––, or only a servant, I could not ascertain; she did not herself know; but certainly she was treated altogether as a menial servant. No sooner did Mr. –– make his appearance, than she went below stairs, brushed his shoes, coat, etc.; and, except when she was summoned to run an errand, she never emerged from the dismal Tartarus of the kitchens, etc. to the upper air, until my welcome knock at night called up her little trembling footsteps to the front door. Of her life during the day-time, however, I knew little but what I gathered from her own account at night; for, as soon as the hours of business commenced, I saw that my absence would be acceptable; and, in general, therefore, I went off, and sat in the parks, or elsewhere, until night-fall.

But who, and what, meantime, was the master of the house himself? Reader, he was one of those anomalous practitioners in lower departments of the law, who – what shall I say? – who, on prudential reasons, or from necessity, deny themselves all indulgence in the luxury of too delicate a conscience: (a periphrasis which might be abridged considerably, but that I leave to the reader's taste:) in many walks of life, a conscience is a more expensive encumbrance, than a wife or a carriage; and just as people talk of ›laying down‹ their carriages, so I supposed my friend, Mr. –– had ›laid down‹ his conscience for a time; meaning, doubtless, to resume it as soon as he could afford it. The inner economy of such a man's daily life would present a most strange picture, if I could allow myself to amuse the reader at his expense. Even with my limited opportunities for observing what went on, I saw many scenes of London intrigues, and complex chicanery, ›cycle and epicycle, orb in orb,‹ at which I sometimes smile to this day – and at which I smiled then, in spite of my misery. My situation, however, at that time, gave me little experience, in my own person, of any qualities in Mr. ––'s character but such as did him honour; and of his whole strange composition, I must forget every thing but that towards me he was obliging, and, to the extent of his power, generous.

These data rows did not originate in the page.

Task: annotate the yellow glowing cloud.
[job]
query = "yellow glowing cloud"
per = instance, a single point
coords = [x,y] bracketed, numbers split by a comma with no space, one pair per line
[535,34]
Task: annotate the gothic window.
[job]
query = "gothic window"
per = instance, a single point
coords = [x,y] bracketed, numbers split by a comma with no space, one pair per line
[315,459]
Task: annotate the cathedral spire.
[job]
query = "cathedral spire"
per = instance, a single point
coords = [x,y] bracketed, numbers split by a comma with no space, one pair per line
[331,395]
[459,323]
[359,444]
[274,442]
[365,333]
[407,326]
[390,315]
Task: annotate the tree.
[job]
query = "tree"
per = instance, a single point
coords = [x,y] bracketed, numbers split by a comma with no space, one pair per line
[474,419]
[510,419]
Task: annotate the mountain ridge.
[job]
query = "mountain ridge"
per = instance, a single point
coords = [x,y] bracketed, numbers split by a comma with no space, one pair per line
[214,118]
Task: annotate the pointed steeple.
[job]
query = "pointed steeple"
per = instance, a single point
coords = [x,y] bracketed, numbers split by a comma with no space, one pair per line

That power was not, indeed, very extensive; however, in common with the rats, I sat rent free; and, as Dr. Johnson has recorded, that he never but once in his life had as much wall-fruit as he could eat, so let me be grateful, that on that single occasion I had as large a choice of apartments in a London mansion as I could possibly desire. Except the Blue-beard room, which the poor child believed to be haunted, all others, from the attics to the cellars, were at our service; ›the world was all before us;‹ and we pitched our tent for the night in any spot we chose. This house I have already described as a large one; it stands in a conspicuous situation, and in a well-known part of London. Many of my readers will have passed it, I doubt not, within a few hours of reading this. For myself, I never fail to visit it when business draws me to London; about ten o'clock, this very night, August 15, 1821, being my birth-day, – I turned aside from my evening walk, down Oxford-street, purposely to take a glance at it: it is now occupied by a respectable family; and, by the lights in the front drawing-room, I observed a domestic party, assembled perhaps at tea, and apparently cheerful and gay. Marvellous contrast in my eyes to the darkness – cold – silence – and desolation of that same house eighteen years ago, when its nightly occupants were one famishing scholar, and a neglected child. – Her, by the bye, in after years, I vainly endeavoured to trace. Apart from her situation, she was not what would be called an interesting child: she was neither pretty, nor quick in understanding, nor remarkably pleasing in manners. But, thank God! even in those years I needed not the embellishments of novel-accessaries to conciliate my affections; plain human nature, in its humblest and most homely apparel, was enough for me: and I loved the child because she was my partner in wretchedness. If she is now living, she is probably a mother, with children of her own; but, as I have said, I could never trace her.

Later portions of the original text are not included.